It took several minutes for the buck to get into a shooting position.  I prefer to have the deer standing in a quartering away stance.  To me, this is the best angle to shoot a deer with a bow and arrow.  In this position you are more likely to hit several major organs and put the deer down quickly.

I prepared my video camera as Larry drew back his bow.  He took his time and let the arrow fly.  It was a text book shot.  The arrow disappeared just behind the left front shoulder and the deer made a high kick with his back legs.  He bolted up to the top of the ridge and as he headed over the top he was weaving back and forth.  I quickly rewound the video and we could see that Larry had made a great shot.  We decided to wait for thirty minutes to make sure he was down.

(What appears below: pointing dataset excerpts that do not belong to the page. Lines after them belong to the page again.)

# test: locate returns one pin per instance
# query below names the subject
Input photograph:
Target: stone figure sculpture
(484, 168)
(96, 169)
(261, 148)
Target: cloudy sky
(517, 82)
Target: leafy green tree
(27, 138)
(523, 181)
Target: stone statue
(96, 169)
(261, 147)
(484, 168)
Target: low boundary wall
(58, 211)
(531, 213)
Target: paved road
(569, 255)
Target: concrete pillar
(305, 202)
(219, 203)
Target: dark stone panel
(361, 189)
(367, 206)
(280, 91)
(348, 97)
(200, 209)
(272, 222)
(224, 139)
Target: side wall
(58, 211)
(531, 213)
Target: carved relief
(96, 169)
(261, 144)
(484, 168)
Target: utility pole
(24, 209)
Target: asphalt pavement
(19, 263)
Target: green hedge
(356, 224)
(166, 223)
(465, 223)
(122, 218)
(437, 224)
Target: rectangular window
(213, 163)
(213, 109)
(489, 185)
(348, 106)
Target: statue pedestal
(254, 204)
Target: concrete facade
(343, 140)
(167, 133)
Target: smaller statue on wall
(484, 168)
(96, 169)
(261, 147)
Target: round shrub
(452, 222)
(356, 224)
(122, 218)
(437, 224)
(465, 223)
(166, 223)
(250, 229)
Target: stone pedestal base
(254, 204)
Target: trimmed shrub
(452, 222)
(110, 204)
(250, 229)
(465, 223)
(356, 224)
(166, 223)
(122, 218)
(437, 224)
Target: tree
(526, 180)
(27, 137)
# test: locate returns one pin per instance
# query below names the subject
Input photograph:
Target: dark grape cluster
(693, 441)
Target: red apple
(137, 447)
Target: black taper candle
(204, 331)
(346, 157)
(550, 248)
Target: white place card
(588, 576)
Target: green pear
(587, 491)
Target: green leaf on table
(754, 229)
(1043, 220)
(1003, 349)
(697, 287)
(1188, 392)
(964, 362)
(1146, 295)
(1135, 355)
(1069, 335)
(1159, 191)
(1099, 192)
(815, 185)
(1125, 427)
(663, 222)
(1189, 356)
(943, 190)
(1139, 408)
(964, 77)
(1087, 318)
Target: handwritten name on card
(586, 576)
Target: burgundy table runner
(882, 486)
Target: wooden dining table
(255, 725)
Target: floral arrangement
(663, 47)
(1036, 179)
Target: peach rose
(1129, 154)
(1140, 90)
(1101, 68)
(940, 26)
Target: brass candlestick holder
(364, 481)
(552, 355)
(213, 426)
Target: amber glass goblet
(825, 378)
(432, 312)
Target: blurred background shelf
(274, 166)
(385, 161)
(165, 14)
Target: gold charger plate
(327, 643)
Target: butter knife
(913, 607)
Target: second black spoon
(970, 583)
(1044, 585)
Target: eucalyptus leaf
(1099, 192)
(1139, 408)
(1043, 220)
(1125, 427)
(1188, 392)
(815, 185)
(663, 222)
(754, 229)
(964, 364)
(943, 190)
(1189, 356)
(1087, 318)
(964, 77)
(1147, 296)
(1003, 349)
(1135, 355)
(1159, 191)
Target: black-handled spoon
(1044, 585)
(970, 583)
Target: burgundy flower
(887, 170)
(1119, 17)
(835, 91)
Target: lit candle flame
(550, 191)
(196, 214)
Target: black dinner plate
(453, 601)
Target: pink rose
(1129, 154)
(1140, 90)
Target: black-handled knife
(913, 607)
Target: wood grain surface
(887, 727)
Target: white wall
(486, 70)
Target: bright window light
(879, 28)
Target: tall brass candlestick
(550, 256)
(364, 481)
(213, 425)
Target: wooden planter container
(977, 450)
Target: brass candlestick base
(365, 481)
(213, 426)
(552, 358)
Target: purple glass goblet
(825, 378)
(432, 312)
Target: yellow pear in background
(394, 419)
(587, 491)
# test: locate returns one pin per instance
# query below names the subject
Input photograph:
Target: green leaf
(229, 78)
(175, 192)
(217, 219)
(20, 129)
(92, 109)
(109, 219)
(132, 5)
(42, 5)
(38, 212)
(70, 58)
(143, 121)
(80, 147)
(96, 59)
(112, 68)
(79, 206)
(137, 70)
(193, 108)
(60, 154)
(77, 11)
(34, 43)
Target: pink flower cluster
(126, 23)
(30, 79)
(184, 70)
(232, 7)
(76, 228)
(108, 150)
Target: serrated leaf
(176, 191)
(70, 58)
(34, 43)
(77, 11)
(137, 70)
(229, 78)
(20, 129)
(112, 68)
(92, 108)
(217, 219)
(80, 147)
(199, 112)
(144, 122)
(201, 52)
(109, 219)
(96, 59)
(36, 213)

We emerged from the blind and started looking for a blood trail.  It didn’t take long and we found the first sign of a good hit.  The deer circled several times and then we lost the trail.  We walked in several large circles from the last blood sign and soon picked up the trail again.  We found the deer about fifty yards from where Larry shot him.  It turned out that he had two points on one side and a large spike with some other small points at the base of the spike.  This is the type of deer that needed to be removed from our lease.

It was a great time spent enjoying the great outdoors with a great friend.  The best part is now we will have some great smoked jalapeño deer sausage to enjoy.